The wings are gabled structures with kneelers and bracketed skewputts. They feature pairs of blinded circular openings with Gibbsian surrounds at ground level. The left wing retains intricate Gothick glazing painted in one opening, while the right wing's openings are timber-boarded. Above these are pointed-arch stop-chamfered openings, also boarded, with timber horizontal hoisting posts.
The kennels, added in 1798, form a symmetrical 3-bay block in red sandstone. The centre bay is advanced and pedimented. Each bay has a flush panelled door with blinded holes near ground and rectangular fanlights above. An ovoid plaque in the pediment displays the Spottiswoode crest (an eagle) and the date 1798. A paved area in front is edged with whinstone and a coped boundary wall with arrow-headed cast-iron railings.
The courtyard's west elevation is a 7-bay symmetrical block. A circular niche with Gibbsian surround occupies the centre, with windows flanking it. Pedimented doorpieces with boarded doors and 4-pane rectangular fanlights above mark the penultimate bays. Windows fill the outer bays.
The rear (north) elevation shows a 2-storey addition to the groom's house centre with a stair-window at first floor. A single-storey addition with a door extends to the right. The east coach house has a later boarded window at its outer left. The west coach house features a boarded door at approximately its centre, with a window to the right and a single-storey monopitch addition to a penultimate bay.
Throughout, windows are 12-pane timber sash and case. The groom's house roof is slate with coped skews and ornamental scrolled skewputts, terracotta ridge tiles, and brick gable-head stacks. Coach house and stable block roofs are slate with single-pane and 2-pane skylights at regular intervals, with exposed raft beams, some ogeed to the rear. A vent near the ridge serves the rear roof of the east block. The kennels roof is now collapsed.
The principal ground-floor room of the groom's house retains shutters.
Outbuildings parallel to the house, to the rear and west, are single storey in whinstone with ashlar dressings.

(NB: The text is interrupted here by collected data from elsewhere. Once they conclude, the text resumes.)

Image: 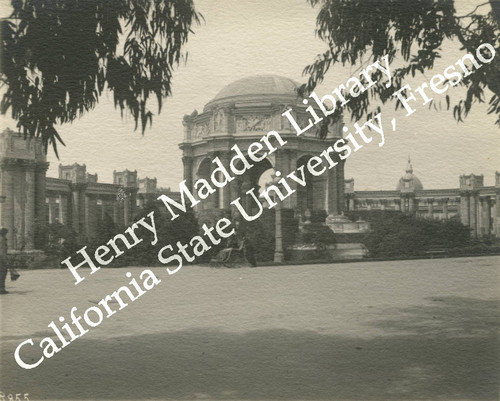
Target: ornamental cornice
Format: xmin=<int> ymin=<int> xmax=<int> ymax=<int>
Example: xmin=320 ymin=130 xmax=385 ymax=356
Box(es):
xmin=70 ymin=183 xmax=88 ymax=191
xmin=1 ymin=157 xmax=38 ymax=169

The eastern section features archway openings and two doorways to the outer right, a boarded door to the west, and pigsties (now ruinous) to the outer left. At right angles to the east at the rear of the house is a second outbuilding range with a boarded door to the left and an archway opening to the right. Both are slate-roofed with exposed rafters.

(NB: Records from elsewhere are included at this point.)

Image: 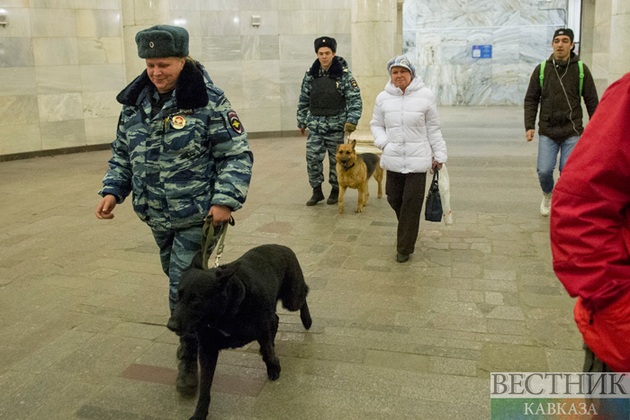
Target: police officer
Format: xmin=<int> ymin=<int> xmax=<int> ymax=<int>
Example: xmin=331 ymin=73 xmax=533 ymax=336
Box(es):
xmin=95 ymin=25 xmax=253 ymax=396
xmin=297 ymin=36 xmax=363 ymax=206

Within the grounds of the former house are several ancillary structures. A bear's den is a small-scale stone structure of uprights and lintel. A stone-lined shallow well to the east-south-east of the stables is accessed by steps and is now largely ruinous. A circular-plan doocot, also ruinous, stands in the grounds. An ice house of rectangular plan, constructed of rubble with a pantiled roof (now partially falling in), is located to the east of the walled garden.
The walled garden itself lies to the south-east of the groom's house. It is bounded by rubble walls with rounded coping and contains a canted glasshouse and a sandstone circular-section sun-dial stand (now without its dial). A rustic shelter of unstripped pine, possibly dating from the 20th century, subdivides the garden and is surrounded by a grove of holly. A raised area to the north contains a glazed glasshouse and sun-dial, while a timber rustic shelter stands to the east.
The boundary features a cast-iron pointed-arched gateway, originally leading to the grounds surrounding the demolished house. A mounting block to the south-east of the courtyard, with ceramic tiles to the west added in the 1940s, completes the formal arrangement.